On Human Rights

My assignment early this week was to offer some comments on the occasion of the 75th anniversary of the Universal Declaration of Human Rights (UDHR) at a day long conference at Mathias Corvinus Collegium, featuring a distinguished international cast of academics.

Nowadays we see all around us the promiscuous claims that any good thing a liberal can dream up is asserted to be a “fundamental human right,” and while the UDHR resembles our Declaration of Independence and Bill of Rights in some important respects, it also introduced the willful confusion about “human rights” we see today. (My favorite human right in the UDHR is the right to paid vacations.) Here is part of the comments I delivered:

The unrestrained and ill-defined domain of human rights has encouraged its extravagant overuse, as declaring something to be a “human right” is thought to put the matter beyond debate. Human rights claims create a de facto duty of governments to realize the new human right through positive or active provision. Human rights claims are usually described as a matter of some urgency, this having the effect of removing policy responses from the realm of deliberation and debate. . .

There are three ways of distinguishing true from false human rights claims.

First, a clear revival of the old vocabulary and understanding of natural rights—such as freedom of speech, freedom of conscience, and so forth—as distinguished from positive (contractual) rights or civil rights, such as a right to a pension, a right to health care (in many countries), offers a helpful distinction. The natural rights foundation orients government to protecting individual rights chiefly by not interfering with them—what Isaiah Berlin stigmatized as “negative liberties.” In other words, natural rights prescribe limited government. Positive rights create duties and obligation for government to provide resources to satisfy human rights claims.

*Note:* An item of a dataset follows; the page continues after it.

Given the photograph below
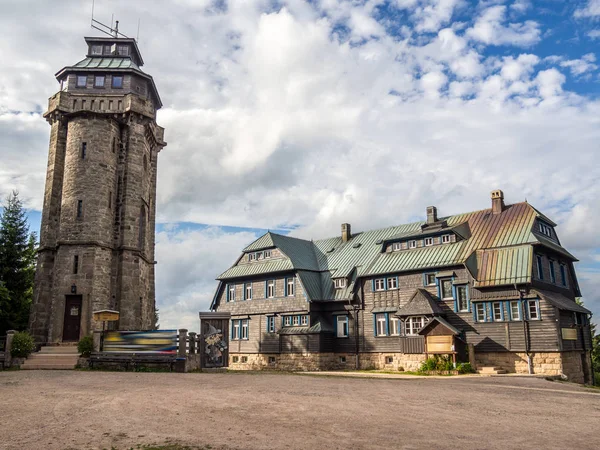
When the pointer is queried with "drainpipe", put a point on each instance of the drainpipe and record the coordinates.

The difficulty with the unconstrained version of human rights that is dominant today can be grasped by noting that while old-style natural rights (such as freedom of speech, conscience, assembly, etc.) can be secured by the simple step of the government not interfering with the choices of free individuals, human rights to the provision of welfare state goods are inherently insecure. Human desires are infinite, and the list of goods that can contribute to the happiness and flourishing of individuals is equally expansive, while resources are not infinite. The tacit premise of much of our human rights discourse shares with classical Marxism the idea that scarcity is not inherent. Thus, treating human rights claims for welfare provisions as both possible and necessary is essentially to promise heaven on earth. This mode of thinking about human rights represents the emancipation of the human will, unconstrained by any material or moral necessity.

This leads to the second useable distinction. The promiscuous overuse of demands for any good thing that can be reconceived as a fundamental human right confuses ends and means. The end of legitimate government, as the UDHR—following the Declaration of Independence—implicitly includes, is to secure the natural rights of individuals. Health care, housing, pensions, paid vacations, and other material benefits are all good things, but are means to the proper ends of government. While natural rights are absolute or unequivocal (or nearly so—Aristotle would qualify this statement), the means of the welfare state are subject to deliberation, debate, tradeoffs, and prudence. Put differently, there is no tradeoff between the right of conscience as opposed to the right to health care or housing, which will always be constrained by limited government resources and competing policy priorities.

This leads to the third useable distinction: any claim of a “human right” that requires government to transfer resources from one party (generally taxpayers) to another is not a fundamental human right, but a welfare state benefit. The policy may well be laudable and contribute to improving overall social welfare, but this is an evaluation that should be conducted as an exercise of democratic deliberation rather than as a categorical human right that by definition attempts to raise the claim above democratic deliberation and accountability.

In one sentence: legitimate human rights are natural rights: welfare rights dressed up as human rights are not.